The main power utility PPC’s board is expected to reach a decision today to withdraw its now-expired Amynteo lignite-fired power station from the grid in order to improve the clarity and market conditions for investors in the utility’s bailout-required disinvestment package that includes two other lignite units, Meliti and Megalopoli.
An Amynteo facility withdrawal, combined with an ongoing effort by PPC for improved supply terms from the operator of the Ahlada mine feeding the Meliti power station, would boost the incentive of investors considering the PPC disinvestment package. Its initial sale effort did not produce a result.
PPC’s chief executive Manolis Panagiotakis wants an Amynteo withdrawal decision from the board today in an effort to avoid Brussels sanctions against the utility for its continued operations of the outdated facility.
Amynteo is currently operating beyond a 17,500-hour lifeline extension granted by the European Commission in 2016.

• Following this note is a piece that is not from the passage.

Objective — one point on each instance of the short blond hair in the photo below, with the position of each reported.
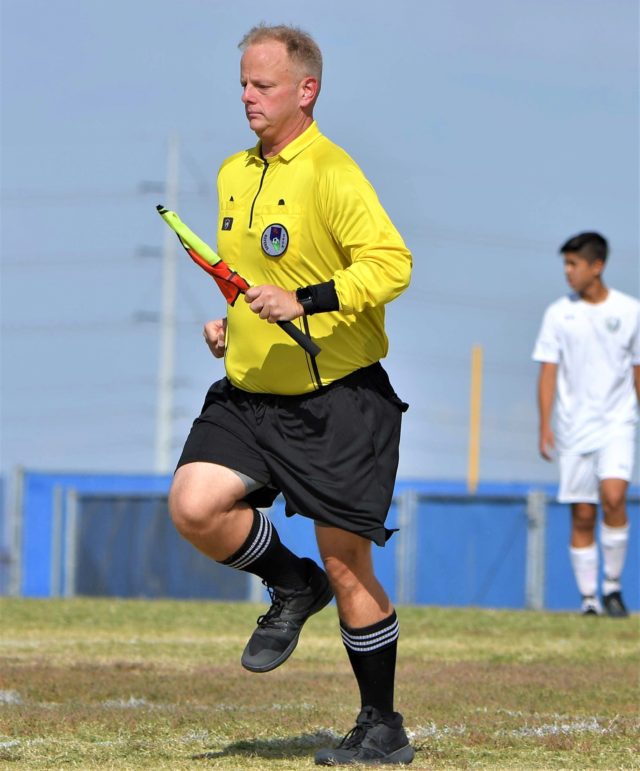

Last week, Kostas Skrekas, the main opposition New Democracy party’s shadow energy minister, told a Power & Gas Supply Forum in Athens that the European Commission has begun infringement procedures against Greece for this overtime usage.
The Amynteo withdrawal will not be instant but, instead, made in late 2020 or early 2021, when a 32,000-hour extension offered by the government through a ministerial decision last November is expected to expire.
This extension, which effectively added 14,500 hours to Brussels’ 17,500-hour extension in 2016, had not received any approval from the European Commission.
Brussels had set its 17,500-hour extension limit as part of the EU decarbonization policy.
Genop, the power utility PPC’s main union, is planning action against the planned closure of Amynteo in Greece’s north, with support from local and regional authorities. The plan casts doubts over the jobs of 1,000 PPC workers and could also affect the region’s telethermal needs and economic activity.
PPC had received four different Amynteo environmental upgrade proposals from the Mytilineos, Copelouzos, Peristeris and Intrakat groups prior to this latest decision for the facility’s eventual withdrawal.